Loss of heterozygosity and expression of p53 and maspin in oral cavity and oropharyngeal squamous cell carcinoma

Abstract

Problem: To demonstrate the effect of TSGs p53 and maspin in the carcinogenesis and progression of oral cavity and oropharyngeal squamous cell carcinoma by microsatellite analysis and immunohistochemical staining. Methods: From 40 cases of paraffin block specimens of oral cavity and oropharyngeal squamous cell carcinoma, the loss of heterozygosity (LOH) on chromosomes 17 and 18 was analyzed by using microsatellite marker, TP53, D17S796, D17S5, D17S513, D18S86, and D18S87. And the expression of p53 and maspin was investigated via immunohistochemical staining. Clinicopathologic parameters including sex, age, T stage, lymph node metastasis, histopathologic tumor stage, histologic grade, recurrence rate, and disease-free survival rate were compared with the incidence of LOH on chromosomes 17 and 18 and the expression of p53 and maspin. Results: LOH occurs on chromosome 17 in 14 of 24 cases (58%) and on chromosome 18 in 10/21 (48%). The positive expression of p53 and maspin are 63% (25/40), 60% (24/40) in oral cavity and oropharyngeal carcinoma, and 15% (3/20), 20% (4/20) in normal tonsil tissue ( P < 0.05).

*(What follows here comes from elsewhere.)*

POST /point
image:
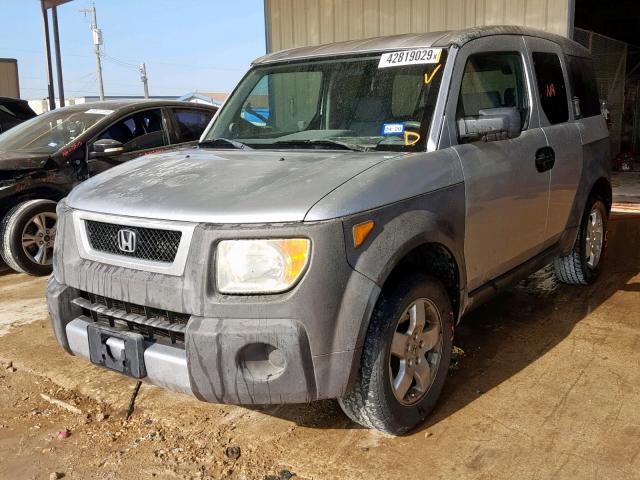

Among 24 cases with positive maspin expression, 13 (54%) have increased expression of p53. And there is a significant relationship between LOH on chromosomes 17 and 18 and the expression of p53 and maspin ( P < 0.05). Conclusion: This study demonstrates that LOH on chromosomes 17 and 18 and the expression of p53 and maspin may play an important role in carcinogenesis and progression of tumor. Also, it is suggested that p53 and maspin may be useful variables for the prognostic indicator of oral cavity and oropharyngeal squamous cell carcinoma. Significance: This study provides the location of p53 and maspin genes on chromosomes 17 and 18 for future cloning and sequencing. Support: None reported.